Flipkart, one of the biggest e-commerce companies in India, is turning to Machine Learning and Artificial Intelligence to solve the complicated address puzzle.
We spoke to senior Flipkart data scientist Ravindra Babu on how the company uses new age technologies to build an ‘address intelligence’.
The Address Conundrum
One of the rudimentary problems Flipkart faces is the variation in spellings for a common place.
“There are many problems that are native to India. Address is one of them. In a given household, say there six members in a family. Each of them will write their address in different ways. There is no uniformity, although the house members are literate. Say Marathahalli in Bangalore can be written in two ways—Maratha Halli or Marathahalli. So there are these kinds of challenges," he said.
“So, if you want to involve a model when you expect a machine to understand these complications, that’s where the challenge lies. Any AI problem we come across, first thing we do is go through the data, get a feel about the data than really thinking of a model. We also consider how much of pre-processing is required and how much variability the data entails."
“On an average 9-10 words are sufficient for a shipment to reach a particular place (example: person’s name, TCS, near ITPL Bangalore). However, some people include details like cubicle number, extension number, directions to reach the place from nearest bus stop. We don’t restrict users while specifying addresses because we don’t want to give a bad experience. This makes an address length to almost 200 words. These kinds of addresses will be difficult for a machine to understand."
Flipkart is also working to get the addresses marked on the map. It has partnered with maps service providers like MapMyIndia for geo-tagging locations. But the challenge lies in building a solution where the data works according to the geo-location information while addressing the problem of wrong spellings.
How the system works
Ravindra Babu observed that without a model in place, delivery hub staff will have to manually go through each shipment and distribute to field executives. This will make the process more tedious and time-consuming.
Flipkart first tries to understand how the addresses are given. The idea is to make sense of these addresses without asking the customers to type the addresses differently. The company uses a learning model to identify whether the address is monkey typed—addresses containing randomly typed alphanumeric characters.
The process also involves leveraging the expertise of field executives who have a better understanding of local addresses. Before deploying a model, the data is rectified, validated and monitored. The mechanism ensures that the data is coherent as different executives may have labelled these data differently.
With a solution in place, the technology automatically provides a sub-area name. This makes the entire process faster and simpler.
Babu said the team has also improved geo-tagging. But there are some other challenges as well. Some people write wrong pin codes. And in some cases, a few areas have same pin codes. The scientists use a different model to solve the problem. The idea is to make the machine suggest the user right pin code for their area.

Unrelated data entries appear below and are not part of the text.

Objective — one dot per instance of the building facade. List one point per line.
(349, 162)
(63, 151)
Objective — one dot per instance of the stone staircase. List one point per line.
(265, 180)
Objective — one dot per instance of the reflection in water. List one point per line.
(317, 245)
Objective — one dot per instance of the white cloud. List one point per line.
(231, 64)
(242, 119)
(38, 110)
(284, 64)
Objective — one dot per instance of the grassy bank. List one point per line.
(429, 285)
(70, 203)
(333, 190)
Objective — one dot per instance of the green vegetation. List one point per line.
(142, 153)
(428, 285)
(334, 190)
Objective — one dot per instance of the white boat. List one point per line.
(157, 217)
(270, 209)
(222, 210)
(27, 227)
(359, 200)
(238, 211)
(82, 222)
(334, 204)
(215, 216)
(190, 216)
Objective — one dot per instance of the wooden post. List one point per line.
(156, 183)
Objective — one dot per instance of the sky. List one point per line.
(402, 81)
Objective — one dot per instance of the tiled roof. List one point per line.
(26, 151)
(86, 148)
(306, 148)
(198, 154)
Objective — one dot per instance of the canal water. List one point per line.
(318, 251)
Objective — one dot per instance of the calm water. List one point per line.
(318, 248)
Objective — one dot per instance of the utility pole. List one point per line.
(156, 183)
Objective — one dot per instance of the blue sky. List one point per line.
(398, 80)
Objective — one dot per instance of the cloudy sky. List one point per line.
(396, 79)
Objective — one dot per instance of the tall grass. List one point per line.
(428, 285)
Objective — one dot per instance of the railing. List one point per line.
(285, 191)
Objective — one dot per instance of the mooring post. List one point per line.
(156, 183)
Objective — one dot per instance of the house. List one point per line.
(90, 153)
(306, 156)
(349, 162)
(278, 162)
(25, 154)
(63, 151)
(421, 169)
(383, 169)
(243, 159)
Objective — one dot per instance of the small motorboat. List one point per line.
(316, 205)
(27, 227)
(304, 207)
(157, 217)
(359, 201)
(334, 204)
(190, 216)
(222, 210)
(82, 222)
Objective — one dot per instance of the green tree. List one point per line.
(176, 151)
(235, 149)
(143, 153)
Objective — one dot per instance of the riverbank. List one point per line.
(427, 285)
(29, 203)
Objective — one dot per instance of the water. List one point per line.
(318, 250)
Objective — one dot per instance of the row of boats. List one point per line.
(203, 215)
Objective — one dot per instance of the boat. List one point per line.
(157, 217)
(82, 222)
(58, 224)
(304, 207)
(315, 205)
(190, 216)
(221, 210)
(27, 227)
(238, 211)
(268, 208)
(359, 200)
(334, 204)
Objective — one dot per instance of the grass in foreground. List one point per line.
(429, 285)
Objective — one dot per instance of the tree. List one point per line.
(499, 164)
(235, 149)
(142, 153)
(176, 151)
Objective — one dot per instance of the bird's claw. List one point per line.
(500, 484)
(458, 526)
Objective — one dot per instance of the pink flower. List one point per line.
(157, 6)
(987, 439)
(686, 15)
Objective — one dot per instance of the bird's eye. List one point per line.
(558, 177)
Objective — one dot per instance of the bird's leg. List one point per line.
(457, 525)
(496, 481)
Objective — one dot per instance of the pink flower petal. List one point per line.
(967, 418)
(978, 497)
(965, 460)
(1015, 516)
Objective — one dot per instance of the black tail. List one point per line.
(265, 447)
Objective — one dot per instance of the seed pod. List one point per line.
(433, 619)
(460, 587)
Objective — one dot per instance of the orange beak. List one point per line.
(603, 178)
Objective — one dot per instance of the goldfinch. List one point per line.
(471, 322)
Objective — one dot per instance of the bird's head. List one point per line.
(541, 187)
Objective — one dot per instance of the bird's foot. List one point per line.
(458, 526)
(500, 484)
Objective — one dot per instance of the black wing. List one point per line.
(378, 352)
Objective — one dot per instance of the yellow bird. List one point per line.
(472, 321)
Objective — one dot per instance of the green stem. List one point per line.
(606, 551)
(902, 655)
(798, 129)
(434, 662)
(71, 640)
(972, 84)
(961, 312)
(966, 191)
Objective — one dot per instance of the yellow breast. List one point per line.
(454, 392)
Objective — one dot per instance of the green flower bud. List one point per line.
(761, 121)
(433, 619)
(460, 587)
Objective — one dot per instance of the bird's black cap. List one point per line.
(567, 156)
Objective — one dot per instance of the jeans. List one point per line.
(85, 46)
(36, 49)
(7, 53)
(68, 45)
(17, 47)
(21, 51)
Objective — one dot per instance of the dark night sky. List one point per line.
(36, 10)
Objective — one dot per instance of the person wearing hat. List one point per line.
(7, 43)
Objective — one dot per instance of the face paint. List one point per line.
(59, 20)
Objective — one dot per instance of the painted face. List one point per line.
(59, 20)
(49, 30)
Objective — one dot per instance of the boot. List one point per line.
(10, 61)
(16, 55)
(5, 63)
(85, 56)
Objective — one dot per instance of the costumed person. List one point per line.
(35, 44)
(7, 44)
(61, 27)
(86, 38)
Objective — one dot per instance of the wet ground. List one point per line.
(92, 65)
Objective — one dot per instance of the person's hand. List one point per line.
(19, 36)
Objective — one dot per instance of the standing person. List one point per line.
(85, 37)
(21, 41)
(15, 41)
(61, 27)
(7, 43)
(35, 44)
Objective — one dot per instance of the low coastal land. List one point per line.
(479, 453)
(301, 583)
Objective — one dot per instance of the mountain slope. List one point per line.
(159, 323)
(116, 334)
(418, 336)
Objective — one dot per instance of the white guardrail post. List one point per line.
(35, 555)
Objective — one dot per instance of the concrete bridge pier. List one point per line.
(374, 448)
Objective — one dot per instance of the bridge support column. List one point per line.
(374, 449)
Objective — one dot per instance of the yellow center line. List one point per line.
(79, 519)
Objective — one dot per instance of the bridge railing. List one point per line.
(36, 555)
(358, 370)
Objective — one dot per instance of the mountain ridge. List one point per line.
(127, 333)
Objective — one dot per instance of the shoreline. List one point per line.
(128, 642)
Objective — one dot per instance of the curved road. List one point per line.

Powerful Systems Under-The-Hood
Flipkart uses both conventional machine learning models and deep learning solutions which are used for various purposes, including the fix for address problem.
“We have enough infrastructure, which include cloud-based computing and Flipkart-owned solutions, coupled with powerful GPUs and CPUs to solve these problems. We have a number of models deployed to look into various aspects. For instance, our machines can understand if a user has entered a monkey-typed address or non-genuine address," he explained.
Open-source, human intervention and more
Babu said they have thought about open-sourcing the model.
“We also have thoughts that when we have enough address intelligence, we can also make it open-source and deploy it across India. We are still maturing but in a broad sense we might do that in the future," he said.
On human intervention, he asserted that in some cases, human intervention may be required, especially when the model is yet to be rectified and the problem has to be resolved. In those cases, the problem has to be addressed using manual intervention.
“If you’re able to make sense of data and you’re able to build a model, there are two broad ways of approaching a problem — supervised classification and unsupervised classification. For supervised classification, you need labels. Someone needs to feed the data. In case of addresses, field executives are the teachers that this is the right label and this is a wrong label. Someone has to be telling the machine that. The moment you’re able to make sense of the entire problem, you have data in complete sense and you’re able to model. Then you try to see how precise your prediction is going to be. How many fraudsters you can catch versus how well you can predict a fraudster is a fraudster," he explained.